We all learned as children that when a number is multiplied by itself, we get its square. Also, the square of a number can be represented as a multiple multiplication of that number. Let’s try to figure this out using an example. Suppose we want to get the square of 5. If we multiply a number (in this case 5) by 5, we get the square of that number. The following notation is used to denote the square of a number: 52 = 25 When programming in Python, it is often necessary to use the square root function. There are several ways to find the square root of a number in Python.

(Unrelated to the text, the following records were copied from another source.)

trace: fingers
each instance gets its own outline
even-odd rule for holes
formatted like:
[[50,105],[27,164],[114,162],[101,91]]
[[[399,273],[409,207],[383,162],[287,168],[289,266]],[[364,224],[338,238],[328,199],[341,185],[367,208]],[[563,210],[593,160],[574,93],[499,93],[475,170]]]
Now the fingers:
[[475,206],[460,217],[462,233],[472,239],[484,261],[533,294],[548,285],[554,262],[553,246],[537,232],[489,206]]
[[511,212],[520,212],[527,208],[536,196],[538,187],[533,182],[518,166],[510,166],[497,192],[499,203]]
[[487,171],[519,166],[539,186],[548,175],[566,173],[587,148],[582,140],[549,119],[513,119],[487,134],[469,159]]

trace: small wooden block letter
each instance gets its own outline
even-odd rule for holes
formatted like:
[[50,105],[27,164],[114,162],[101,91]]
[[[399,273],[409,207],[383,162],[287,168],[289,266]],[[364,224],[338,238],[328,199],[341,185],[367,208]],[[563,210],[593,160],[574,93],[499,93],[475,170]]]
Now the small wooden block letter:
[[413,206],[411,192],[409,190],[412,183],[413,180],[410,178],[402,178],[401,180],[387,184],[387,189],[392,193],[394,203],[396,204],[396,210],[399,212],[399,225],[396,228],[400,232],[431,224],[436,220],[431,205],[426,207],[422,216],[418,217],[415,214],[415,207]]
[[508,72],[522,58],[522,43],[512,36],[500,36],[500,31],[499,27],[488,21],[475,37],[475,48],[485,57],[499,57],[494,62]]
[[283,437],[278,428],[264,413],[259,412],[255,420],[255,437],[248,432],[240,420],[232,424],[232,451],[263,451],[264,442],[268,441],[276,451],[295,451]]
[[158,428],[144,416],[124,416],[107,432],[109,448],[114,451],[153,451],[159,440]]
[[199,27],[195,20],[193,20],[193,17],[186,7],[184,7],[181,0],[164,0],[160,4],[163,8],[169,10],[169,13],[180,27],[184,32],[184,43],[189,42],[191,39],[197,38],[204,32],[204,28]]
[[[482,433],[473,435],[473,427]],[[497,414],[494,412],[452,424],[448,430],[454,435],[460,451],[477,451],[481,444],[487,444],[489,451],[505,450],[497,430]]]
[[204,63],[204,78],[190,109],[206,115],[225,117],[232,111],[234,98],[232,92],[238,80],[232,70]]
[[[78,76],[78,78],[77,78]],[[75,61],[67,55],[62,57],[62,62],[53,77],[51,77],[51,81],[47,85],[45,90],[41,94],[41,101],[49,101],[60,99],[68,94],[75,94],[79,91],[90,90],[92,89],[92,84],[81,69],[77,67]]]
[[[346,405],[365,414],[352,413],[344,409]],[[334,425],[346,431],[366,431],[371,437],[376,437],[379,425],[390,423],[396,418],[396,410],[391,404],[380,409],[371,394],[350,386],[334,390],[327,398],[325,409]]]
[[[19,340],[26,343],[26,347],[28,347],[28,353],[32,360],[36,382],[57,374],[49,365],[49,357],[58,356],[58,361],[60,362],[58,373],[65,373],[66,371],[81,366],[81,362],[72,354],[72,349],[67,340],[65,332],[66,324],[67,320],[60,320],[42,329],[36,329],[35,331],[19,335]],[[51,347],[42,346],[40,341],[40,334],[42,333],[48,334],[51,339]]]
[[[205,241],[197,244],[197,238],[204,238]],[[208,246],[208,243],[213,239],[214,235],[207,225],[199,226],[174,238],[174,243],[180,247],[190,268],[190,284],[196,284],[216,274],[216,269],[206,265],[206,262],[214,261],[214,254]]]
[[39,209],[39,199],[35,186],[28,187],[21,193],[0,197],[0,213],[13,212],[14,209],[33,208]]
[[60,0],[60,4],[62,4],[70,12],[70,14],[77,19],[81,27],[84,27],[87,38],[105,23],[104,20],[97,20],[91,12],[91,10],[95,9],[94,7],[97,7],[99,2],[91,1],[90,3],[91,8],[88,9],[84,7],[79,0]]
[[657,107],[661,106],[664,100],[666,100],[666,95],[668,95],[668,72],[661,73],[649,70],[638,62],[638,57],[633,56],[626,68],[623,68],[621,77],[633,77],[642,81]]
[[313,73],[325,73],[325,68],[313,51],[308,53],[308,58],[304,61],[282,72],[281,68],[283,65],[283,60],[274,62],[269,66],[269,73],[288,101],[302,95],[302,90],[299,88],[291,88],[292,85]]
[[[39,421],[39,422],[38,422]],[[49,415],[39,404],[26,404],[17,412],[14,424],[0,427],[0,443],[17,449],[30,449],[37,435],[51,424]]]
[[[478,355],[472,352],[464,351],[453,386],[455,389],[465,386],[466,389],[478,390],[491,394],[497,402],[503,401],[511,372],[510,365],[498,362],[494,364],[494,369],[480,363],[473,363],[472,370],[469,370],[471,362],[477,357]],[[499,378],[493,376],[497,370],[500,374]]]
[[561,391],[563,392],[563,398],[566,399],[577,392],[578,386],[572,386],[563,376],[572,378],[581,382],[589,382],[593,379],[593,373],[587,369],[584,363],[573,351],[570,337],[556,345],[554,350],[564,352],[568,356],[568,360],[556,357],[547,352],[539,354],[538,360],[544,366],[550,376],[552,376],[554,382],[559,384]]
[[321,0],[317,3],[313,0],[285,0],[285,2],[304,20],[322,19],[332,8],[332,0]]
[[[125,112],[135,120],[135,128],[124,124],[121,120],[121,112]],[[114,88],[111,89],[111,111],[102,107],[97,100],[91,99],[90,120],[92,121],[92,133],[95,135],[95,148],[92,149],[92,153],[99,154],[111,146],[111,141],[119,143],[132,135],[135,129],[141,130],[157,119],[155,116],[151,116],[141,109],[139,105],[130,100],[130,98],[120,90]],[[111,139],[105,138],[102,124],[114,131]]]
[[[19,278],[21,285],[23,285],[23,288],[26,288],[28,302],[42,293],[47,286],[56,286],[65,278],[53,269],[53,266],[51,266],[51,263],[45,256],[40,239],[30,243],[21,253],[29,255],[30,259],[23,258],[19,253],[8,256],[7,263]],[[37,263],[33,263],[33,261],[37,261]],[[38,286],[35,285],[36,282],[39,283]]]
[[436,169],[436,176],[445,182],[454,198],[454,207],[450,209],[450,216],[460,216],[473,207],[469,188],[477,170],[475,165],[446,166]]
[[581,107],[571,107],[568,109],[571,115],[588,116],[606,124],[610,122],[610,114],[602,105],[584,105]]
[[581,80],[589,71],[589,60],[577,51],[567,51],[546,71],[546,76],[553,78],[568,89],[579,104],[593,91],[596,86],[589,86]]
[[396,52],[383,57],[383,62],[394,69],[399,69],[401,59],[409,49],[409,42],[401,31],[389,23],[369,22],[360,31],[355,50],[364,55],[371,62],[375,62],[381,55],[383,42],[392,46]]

## 1. Using the exponentiation operator

```
num = 25
sqrt = num ** (0.5)
print("The square root of "+str(num)+" is "+str(sqrt)
```

Conclusion:

`The square root of number 25 is 5.0`

Explanation: We can use the “**” operator in Python to get the square root. Any number raised to the power of 0.5 gives us the square root of that number.

## 2. Using math.sqrt()

The square root of a number can be obtained using the `sqrt()`

function from the `math`

module, as shown below. Next, we’ll see three scenarios in which we pass positive, zero, and negative numeric arguments to `sqrt()`

. a. Using a positive number as an argument.

```
import math
num = 25
sqrt = math.sqrt(num)
print("The square root of number " + str(num) + " is " + str(sqrt))
```

Conclusion: `The square root of 25 is 5.0`

. b. Using zero as an argument.

```
import math
num = 0
sqrt = math.sqrt(num)
print("The square root of a number " + str(num) + " is " + str(sqrt))
```

Conclusion: `The square root of 0 is 0.0`

. c. Using a negative number as an argument.

```
import math
num = -25
sqrt = math.sqrt(num)
print("The square root of a number " + str(num) + " is " + str(sqrt))
```

Conclusion:

```
Traceback (most recent call last):
File "C:\wb.py", line 3, in
sqrt = math.sqrt(num)
ValueError: math domain error
```

Explanation: When we pass a negative number as an argument, we get the following error “math domain error”. It follows that the argument must be greater than 0. So, to solve this problem, we have to use the `sqrt()`

function from the `cmath`

module.

## 3. Using cmath.sqrt()

The following are examples of how to use `cmath.sqrt()`

. а. Using a negative number as an argument.

```
import cmath
num = -25
sqrt = cmath.sqrt(num)
print("The square root of a number " + str(num) + " is " + str(sqrt))
```

Conclusion: `The square root of -25 is 5j`

. Explanation: For negative numbers we must use the `sqrt()`

function of the `cmath`

module, which deals with mathematical calculations on complex numbers. b. Using a complex number as an argument.

```
import cmath
num = 4 + 9j
sqrt = cmath.sqrt(num)
print("The square root of a number " + str(num) + " is " + str(sqrt))
```

Conclusion: `The square root of (4+9j) is (2.6314309606938298+1.7100961671491028j)`

. Explanation: We can also use `cmath.sqrt()`

to find the square root of a complex number.

## 4. Using np.sqrt()

```
import numpy as np
num = -25
sqrt = np.sqrt(num)
print("The square root of a number " + str(num) + " is " + str(sqrt))
```

Conclusion:

```
...
RuntimeWarning: invalid value encountered in sqrt
The square root of -25 is nan
```

## 5. Using scipy.sqrt()

```
import scipy as sc
num = 25
sqrt = sc.sqrt(num)
print("The square root of number " + str(num) + " is " + str(sqrt))
```

Conclusion: `The square root of 25 is 5.0`

. Explanation: Like the `sqrt()`

function of the numpy module, in scipy the square root of positive, zero and complex numbers can be calculated successfully, but for negative numbers it returns `nan`

with `RunTimeWarning`

.

## 6. Using sympy.sqrt()

```
import sympy as smp
num = 25
sqrt = smp.sqrt(num)
print("The square root of "+str(num)+" is "+str(sqrt)")
```

Conclusion: `The square root of 25 is 5`

. Explanation: sympy is a Python module for symbolic computation. With `sympy.sqrt()`

, we can get the square root of positive, zero, negative and complex numbers. The only difference between this and the other methods is that if the argument is an integer when using `sympy.sqrt()`

, the result is also an integer, unlike the other methods, where the return value is always a float, regardless of the data type of the argument.

## Conclusion

Finally, we come to the end of this article. At the beginning we briefly touched on the use of the square root in mathematics. We then went on to discuss the internals of the extraction function and how it can be implemented. Finally, we covered the different methods of using this function in Python.